W 1938 roku rozpoczęto budowę wiejskiej łaźni w centrum wsi nad kanałem spływu wód z lasu i pól.Wybuch II Wojny Światowej zakończył budowę, w konsekwencji niedokończony budynek został rozebrany.
W 1938 roku we wsi były dwa aparaty radiowe, mieli je proboszcz i kierownik Szkoły Powszechnej, u którego po raz pierwszy widziałem radio.
Gazety i książki były prawie niedostępne , można było je kupić tylko w Trembowli.
Wiadomości lokalne i powszechne rozchodziły się poprzez przekaz ustny.
Brak dostępu do radia, znikoma ilość posiadanych zegarków, powodował trudności w ustalaniu czasu.
Mieszkańcy szukali sposobu na ustalenie czasu poprzez słuchanie bicia dzwonów, odgłosów pociągów, lotów ptaków i owadów oraz położenia słońca.
Czas poznawano przez bardzo dokładnie kursujące pociągi, które zbliżając się do mostu kolejowego jak i do przejść i przejazdów głośno gwizdały co oznaczało jak pamiętam godziny 9.00,13.00 i 20.00.
Gwizd pociągów słyszalny był na wiele kilometrów.
Podobnie słychać było głos bicia dzwonów kościelnych.
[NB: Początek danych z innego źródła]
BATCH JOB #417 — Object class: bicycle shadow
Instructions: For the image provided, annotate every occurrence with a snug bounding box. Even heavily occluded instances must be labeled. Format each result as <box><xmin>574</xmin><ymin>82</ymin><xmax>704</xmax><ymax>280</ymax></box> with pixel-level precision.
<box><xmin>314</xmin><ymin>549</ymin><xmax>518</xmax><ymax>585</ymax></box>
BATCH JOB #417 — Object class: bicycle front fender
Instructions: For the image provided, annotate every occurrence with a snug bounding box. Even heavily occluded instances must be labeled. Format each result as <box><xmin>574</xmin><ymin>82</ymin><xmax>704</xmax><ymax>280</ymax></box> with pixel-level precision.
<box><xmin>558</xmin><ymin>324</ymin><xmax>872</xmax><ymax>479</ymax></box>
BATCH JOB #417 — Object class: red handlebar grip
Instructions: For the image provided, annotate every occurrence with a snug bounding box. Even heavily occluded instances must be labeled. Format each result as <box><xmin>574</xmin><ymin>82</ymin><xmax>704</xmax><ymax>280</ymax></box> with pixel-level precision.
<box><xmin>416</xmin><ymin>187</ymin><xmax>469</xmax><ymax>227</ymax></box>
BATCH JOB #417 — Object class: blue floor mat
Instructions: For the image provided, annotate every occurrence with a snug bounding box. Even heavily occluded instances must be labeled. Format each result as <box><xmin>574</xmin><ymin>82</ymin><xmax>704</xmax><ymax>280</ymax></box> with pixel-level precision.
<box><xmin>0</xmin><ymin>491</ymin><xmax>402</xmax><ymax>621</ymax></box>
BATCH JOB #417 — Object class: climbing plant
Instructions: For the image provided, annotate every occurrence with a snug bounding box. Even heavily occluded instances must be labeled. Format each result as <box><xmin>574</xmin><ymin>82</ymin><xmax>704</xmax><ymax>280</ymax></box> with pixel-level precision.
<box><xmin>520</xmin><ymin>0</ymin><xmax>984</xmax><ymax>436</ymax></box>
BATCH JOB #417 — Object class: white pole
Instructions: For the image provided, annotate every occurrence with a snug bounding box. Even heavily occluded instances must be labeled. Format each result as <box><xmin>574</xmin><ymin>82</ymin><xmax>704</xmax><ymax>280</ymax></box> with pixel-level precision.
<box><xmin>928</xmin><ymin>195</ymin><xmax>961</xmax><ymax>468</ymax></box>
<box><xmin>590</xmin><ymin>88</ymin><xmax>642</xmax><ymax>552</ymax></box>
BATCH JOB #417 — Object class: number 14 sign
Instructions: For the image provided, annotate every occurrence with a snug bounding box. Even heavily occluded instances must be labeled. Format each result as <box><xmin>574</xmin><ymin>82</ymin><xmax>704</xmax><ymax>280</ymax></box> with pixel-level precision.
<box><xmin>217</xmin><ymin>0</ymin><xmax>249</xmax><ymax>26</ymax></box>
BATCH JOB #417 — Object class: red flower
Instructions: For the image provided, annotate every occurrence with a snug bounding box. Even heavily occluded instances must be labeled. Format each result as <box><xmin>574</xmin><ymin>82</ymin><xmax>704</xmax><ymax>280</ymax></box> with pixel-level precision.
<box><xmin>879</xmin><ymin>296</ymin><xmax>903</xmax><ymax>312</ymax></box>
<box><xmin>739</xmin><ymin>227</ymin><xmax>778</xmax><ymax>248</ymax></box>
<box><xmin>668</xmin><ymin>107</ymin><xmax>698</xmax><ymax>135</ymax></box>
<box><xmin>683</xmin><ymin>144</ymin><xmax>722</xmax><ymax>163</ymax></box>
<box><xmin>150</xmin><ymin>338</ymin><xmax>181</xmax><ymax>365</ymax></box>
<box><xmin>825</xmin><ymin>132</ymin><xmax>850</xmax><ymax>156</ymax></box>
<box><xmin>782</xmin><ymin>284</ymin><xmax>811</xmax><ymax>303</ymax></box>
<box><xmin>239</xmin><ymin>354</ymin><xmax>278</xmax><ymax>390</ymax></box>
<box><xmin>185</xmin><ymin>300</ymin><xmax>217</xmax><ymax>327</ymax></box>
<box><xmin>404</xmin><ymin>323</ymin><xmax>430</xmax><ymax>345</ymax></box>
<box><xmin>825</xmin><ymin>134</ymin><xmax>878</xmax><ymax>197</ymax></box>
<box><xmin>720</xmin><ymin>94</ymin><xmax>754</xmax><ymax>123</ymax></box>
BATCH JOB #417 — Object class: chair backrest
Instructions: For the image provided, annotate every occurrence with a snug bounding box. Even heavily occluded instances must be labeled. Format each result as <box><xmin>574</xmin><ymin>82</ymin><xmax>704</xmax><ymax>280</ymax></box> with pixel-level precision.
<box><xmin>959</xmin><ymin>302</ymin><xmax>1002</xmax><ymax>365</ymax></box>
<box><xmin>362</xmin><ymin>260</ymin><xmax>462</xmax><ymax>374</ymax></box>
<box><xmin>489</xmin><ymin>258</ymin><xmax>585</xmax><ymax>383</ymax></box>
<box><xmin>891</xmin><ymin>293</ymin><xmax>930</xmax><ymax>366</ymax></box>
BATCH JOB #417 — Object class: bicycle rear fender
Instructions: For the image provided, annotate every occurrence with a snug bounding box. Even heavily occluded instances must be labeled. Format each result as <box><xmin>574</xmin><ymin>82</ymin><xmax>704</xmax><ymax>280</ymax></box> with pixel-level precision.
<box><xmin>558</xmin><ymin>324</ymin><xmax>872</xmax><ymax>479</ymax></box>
Istniał zwyczaj dzwonienia o godz 12.00 i 18.00 na tzw. Anioł Pański.Dzwony biły również przed mszami i nieszporami w określonych godzinach.
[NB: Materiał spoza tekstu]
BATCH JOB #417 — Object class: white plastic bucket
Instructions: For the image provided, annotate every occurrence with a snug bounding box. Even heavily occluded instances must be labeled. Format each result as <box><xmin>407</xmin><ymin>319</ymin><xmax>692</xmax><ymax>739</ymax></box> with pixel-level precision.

W oparciu o te sygnały mieszkańcy przebywający nawet poza wsią mogli orientować się jaka jest pora dnia.
Istniejące 3 dzwony cerkiewne na dzwonnicy cmentarnej, używane były podczas pochówku oraz w przypadku klęsk żywiołowych.
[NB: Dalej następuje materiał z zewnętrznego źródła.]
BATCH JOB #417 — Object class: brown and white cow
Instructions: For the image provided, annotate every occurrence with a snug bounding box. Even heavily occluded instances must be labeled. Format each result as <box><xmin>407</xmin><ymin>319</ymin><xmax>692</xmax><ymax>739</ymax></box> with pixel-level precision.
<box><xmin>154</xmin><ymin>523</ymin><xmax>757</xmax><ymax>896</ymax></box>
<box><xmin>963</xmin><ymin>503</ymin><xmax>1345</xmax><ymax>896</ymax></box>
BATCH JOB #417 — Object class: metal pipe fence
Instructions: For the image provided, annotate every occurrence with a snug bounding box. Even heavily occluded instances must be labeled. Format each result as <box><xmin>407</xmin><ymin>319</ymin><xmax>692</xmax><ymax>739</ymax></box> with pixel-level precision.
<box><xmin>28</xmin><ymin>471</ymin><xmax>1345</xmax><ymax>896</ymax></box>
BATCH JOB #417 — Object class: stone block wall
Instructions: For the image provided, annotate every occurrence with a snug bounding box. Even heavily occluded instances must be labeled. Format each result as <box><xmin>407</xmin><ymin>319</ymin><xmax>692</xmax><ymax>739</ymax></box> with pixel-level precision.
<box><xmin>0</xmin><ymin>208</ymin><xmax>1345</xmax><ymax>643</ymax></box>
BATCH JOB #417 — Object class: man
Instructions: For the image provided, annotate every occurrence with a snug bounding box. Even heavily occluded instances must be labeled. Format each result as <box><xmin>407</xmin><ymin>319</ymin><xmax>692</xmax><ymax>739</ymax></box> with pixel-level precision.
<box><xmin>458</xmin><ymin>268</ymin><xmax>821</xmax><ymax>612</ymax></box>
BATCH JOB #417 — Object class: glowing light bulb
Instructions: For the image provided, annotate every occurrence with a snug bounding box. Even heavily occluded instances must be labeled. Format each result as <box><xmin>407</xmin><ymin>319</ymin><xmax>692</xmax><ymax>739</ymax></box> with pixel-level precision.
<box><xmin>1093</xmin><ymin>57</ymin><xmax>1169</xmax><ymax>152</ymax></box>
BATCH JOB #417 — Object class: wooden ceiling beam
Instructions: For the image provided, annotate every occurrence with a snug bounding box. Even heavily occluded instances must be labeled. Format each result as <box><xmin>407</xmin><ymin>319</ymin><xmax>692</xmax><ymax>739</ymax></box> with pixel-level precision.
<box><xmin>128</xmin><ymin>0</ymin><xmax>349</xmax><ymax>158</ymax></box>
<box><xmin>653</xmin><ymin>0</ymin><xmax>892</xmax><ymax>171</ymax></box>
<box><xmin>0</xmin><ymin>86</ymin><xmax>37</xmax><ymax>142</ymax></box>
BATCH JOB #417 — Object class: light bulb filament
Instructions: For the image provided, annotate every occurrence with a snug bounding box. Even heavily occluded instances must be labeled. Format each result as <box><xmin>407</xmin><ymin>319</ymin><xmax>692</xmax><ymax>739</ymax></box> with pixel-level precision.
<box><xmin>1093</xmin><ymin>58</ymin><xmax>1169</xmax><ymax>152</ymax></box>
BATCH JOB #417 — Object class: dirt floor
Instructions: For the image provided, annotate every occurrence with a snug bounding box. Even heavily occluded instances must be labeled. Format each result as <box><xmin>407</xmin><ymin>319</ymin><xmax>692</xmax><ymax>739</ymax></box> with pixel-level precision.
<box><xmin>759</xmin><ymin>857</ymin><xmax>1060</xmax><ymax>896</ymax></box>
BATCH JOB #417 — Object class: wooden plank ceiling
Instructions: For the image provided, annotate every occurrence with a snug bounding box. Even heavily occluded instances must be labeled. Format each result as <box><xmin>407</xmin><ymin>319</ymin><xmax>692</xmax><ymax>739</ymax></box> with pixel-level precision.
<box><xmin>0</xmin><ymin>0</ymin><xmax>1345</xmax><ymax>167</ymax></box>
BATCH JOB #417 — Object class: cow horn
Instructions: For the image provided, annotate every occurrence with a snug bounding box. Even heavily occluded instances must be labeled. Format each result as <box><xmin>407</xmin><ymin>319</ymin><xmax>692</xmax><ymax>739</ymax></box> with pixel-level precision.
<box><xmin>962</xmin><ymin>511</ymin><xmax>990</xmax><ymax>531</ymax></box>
W przypadku pożaru tak w dzień jak i w nocy dzwoniono na alarm w jedną kryzę dzwonów.
Był zwyczaj, a wręcz obowiązek aby każdy mieszkaniec natychmiast biegł z wiadrem do gaszenia pożaru.
Gdy w miejscu pożaru brakowało wody formowano szpaler i podając sobie wiadra czerpano wodę z rzeki lub innego źródła i w ten sposób gaszono pożar.
SPOSOBY POZNAWANIA ZJAWISK METEOROLOGICZNYCH.
Wiedza o zajściach meteorologicznych dla rolników była zawsze bardzo ważna.
Wiązało się to z odpowiednim zaplanowaniem prac polowych, zbieraniem plonów, suszeniem zbóż i siana oraz ze zwożeniem ich do stodół.
Widoczny z pól szeroki widnokrąg ułatwiał mieszkańcom obserwację zjawisk pogodowych w szczególności wschodów i zachodów słońca.
Tak np. jak słonce zachodziło na czerwono, następnego dnia można było spodziewać się wiatru, gdy zachodziło za tzw wał – chmury to przewidywano deszcz i burzę.
Dosyć dokładnie można było przewidzieć pogodę słoneczną lub deszczową po zachowaniu ptaków i owadów. Po specyficznym brzęczeniu much i nasilonym atakowaniu przez nie zwierząt gospodarskich, oraz po obniżonym locie jaskółek przewidywano nadchodzące deszcze.Pszczelarze bezbłędnie poznawali zbliżający się deszcz lub burzę po locie pszczół, które uciekały z pola do uli.Nadchodzącą słotę przewidywały osoby chore na reumatyzm.
Łatwo można było przewidzieć zmianę pogody po zachowaniu drobiu szczególnie po sposobie piania kogutów.
Tu można przytoczyć znane powszechnie powiedzenie - jak jaskółka lot swój zniża deszcz sie do nas zbliża.